From a very young age, I learned that I am different from my other children. I spent my childhood being pulled from school early to go to the hospital for appointments. Bloodwork, MRIs and IVs became second nature. Passing out during dance class was a regular occurrence. I have been taking public transit to the Children’s Hospital of Philadelphia by myself since I was 13. I had to start swallowing pills as early as I could to take medication. I have been described by multiple doctors as a “medical mystery.”
I am now 20 years old and still very ill. I am immunocompromised, but many people do not believe me because of my age. Struggling with these illnesses have caused many issues during the current pandemic.
I, and many other young people with chronic illnesses, do not look sick. So it is very easy for me to written off as overdramatic or selfish when taking precautions. My local grocery store has set aside an hour each morning so anyone who is at higher risk may come and shop safely. When I went there during this allotted time to get groceries for my mother, who is a nurse, and me, I was met with criticism. Other shoppers, the majority of whom were much older, glared at me as I tried to keep my head down. The checkout lady reminded me that this hour was only for immunocompromised shoppers. When I told her about my illnesses, I was met with a very rude, “Oh … I guess that counts…” Yes, it counts.
Coping with this has been difficult. I could have quarantined with my dad and brother in Tennessee, where I would much rather be, but planes were out of the question for me. My mother has to sanitize every surface she uses after each time she uses it, and I am forced to spend most of my time in my room. FaceTime calls have made it a little bit easier, but it is still difficult. I am trying to do everything I can to fill my time, but sometimes it’s hard to want to do anything.

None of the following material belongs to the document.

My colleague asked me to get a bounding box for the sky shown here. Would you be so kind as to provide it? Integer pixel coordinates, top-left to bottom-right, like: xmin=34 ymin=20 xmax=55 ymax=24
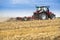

It is hard to offer others advice. All any of us can do is try to stay connected with our loved ones and keep our heads up. It is a terrible situation, but it will end. Call anyone you know who is quarantining alone and keep them company for a little while. Phone calls with friends is a great way to feel productive and feel connected to loved ones when you cannot be with them. Pick up that hobby you have always wanted to try.
Recently I baked bread for the first time! But also, know that this is about safety, not productivity. The most important thing is to take care of yourself. Stay safe, stay inside and please, do not make assumptions about people’s situations.